Wednesday, 25 July 2012

There were many early risers today, to enjoy our arrival at Ny-Ålesund, the world’s northernmost international research facility. Twelve nations have stations here, including four Asians and numerous European, and we had the opportunity to walk between their buildings and visit the store and the postoffice, and a famous historic site.


This place was given its name by visitors from the town of Ålesund in western Norway. More than a hundred years ago they picked coal from the ground for use in the ship engines. The Kings Bay Coal Company started mining for the coal in 1917, and the same company today provides the support services for the research stations.

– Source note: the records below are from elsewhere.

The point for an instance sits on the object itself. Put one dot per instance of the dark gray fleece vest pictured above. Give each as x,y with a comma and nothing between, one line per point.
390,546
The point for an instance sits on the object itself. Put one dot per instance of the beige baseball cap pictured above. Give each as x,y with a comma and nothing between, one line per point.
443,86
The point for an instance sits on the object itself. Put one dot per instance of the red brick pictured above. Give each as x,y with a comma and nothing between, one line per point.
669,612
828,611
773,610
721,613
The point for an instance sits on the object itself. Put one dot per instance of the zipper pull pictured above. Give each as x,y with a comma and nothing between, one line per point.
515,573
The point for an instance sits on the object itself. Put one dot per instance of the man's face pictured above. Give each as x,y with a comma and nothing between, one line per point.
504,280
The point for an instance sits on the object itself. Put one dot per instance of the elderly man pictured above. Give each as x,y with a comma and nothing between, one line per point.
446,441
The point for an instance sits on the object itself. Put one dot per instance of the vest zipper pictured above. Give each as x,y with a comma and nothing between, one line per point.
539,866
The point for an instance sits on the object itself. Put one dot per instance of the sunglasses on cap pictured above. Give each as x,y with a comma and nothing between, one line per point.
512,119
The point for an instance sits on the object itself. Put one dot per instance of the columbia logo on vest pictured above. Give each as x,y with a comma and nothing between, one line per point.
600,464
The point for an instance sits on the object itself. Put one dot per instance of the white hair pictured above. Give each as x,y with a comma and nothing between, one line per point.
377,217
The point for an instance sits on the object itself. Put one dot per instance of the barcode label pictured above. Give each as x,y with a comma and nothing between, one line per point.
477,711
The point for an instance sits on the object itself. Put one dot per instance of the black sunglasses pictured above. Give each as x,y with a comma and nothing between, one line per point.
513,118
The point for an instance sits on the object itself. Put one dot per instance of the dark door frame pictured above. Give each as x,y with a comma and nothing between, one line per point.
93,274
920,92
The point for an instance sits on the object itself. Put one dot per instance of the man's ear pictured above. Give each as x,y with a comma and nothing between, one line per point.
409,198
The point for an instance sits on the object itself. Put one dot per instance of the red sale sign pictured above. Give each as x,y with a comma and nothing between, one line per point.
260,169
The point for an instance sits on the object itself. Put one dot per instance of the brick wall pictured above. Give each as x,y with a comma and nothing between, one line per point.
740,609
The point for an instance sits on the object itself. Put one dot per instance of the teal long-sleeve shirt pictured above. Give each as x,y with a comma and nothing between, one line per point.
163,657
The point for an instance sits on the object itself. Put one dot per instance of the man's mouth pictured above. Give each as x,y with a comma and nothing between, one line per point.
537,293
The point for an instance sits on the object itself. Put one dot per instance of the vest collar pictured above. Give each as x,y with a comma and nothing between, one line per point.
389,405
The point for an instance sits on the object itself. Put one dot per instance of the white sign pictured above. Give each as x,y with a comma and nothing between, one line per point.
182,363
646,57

In May 1926 both Richard E. Byrd and Roald Amundsen flew towards the North Pole. Byrd with pilot Floyd Bennett made the world think he made it, while we today know he probably failed. Amundsen started out three days later with the airship Norge, constructed by Umberto Nobile and financed by Lincoln Ellsworth. It was flown from Italy to Ny-Ålesund, and tied up at a mast just outside the settlement, which we could visit today. From here they flew successfully to Alaska, making Roald Amundsen to for sure be the first man both at the South Pole, and above the North Pole.

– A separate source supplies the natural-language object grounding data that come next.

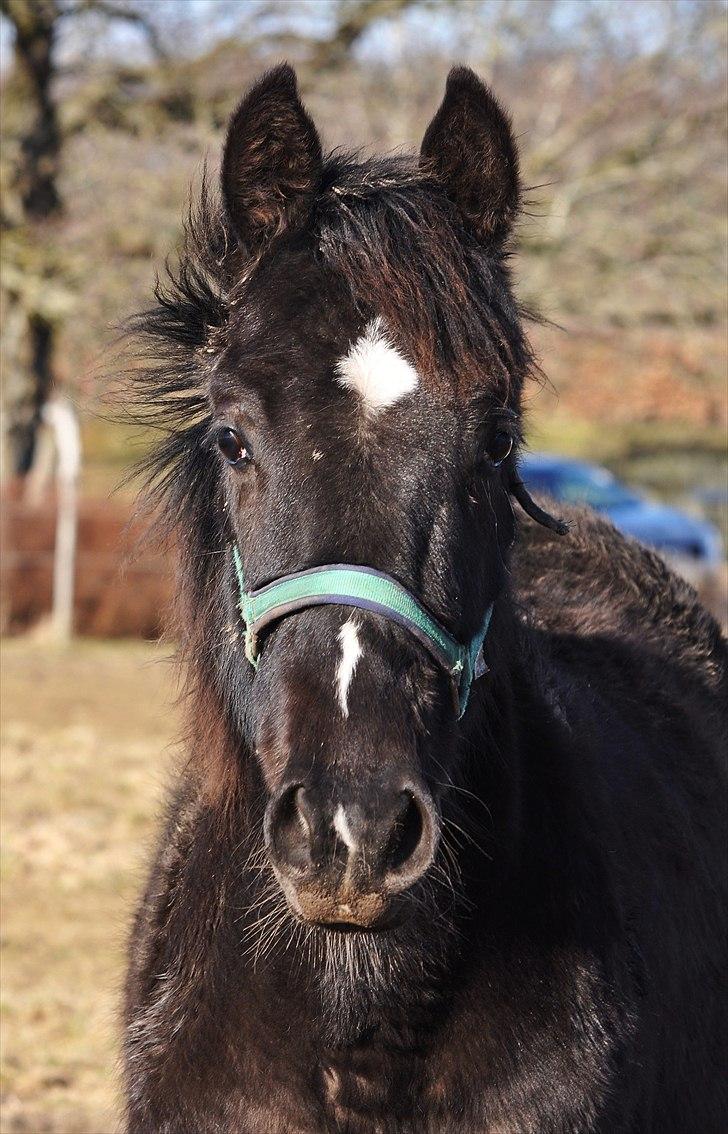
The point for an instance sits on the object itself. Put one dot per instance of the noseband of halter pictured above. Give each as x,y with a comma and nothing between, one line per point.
348,585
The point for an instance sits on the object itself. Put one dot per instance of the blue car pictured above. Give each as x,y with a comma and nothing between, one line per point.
690,543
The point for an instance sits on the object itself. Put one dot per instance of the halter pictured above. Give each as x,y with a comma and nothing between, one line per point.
348,585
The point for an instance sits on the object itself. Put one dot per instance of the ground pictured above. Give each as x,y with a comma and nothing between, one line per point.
86,749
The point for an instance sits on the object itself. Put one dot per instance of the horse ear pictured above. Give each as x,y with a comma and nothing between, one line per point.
471,149
271,164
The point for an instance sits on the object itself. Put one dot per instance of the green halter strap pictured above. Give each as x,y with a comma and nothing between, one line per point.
348,585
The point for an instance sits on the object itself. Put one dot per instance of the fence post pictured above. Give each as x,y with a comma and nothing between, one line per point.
61,417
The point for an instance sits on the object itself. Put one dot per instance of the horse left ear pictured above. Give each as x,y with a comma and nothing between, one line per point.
471,149
271,166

Walking around we also experienced the Arctic tern, which ferociously protects its nest lying on the ground. The terns fly between Antarctica and Svalbard twice a year, in this way getting two summers annually. We met them again at Gravneset in the evening when we went ashore to look at the remnants of whale hunting nearly 400 years ago. Here they boiled whale blubber to make lamp oil for the wealthy. It was the first oil boom of the Arctic, an industry dominated by the Dutch, who caught perhaps 60 000 whales in a period of more than 100 years. About 1000 died in the process – most from scurvy. 130 of these were buried at Gravneset.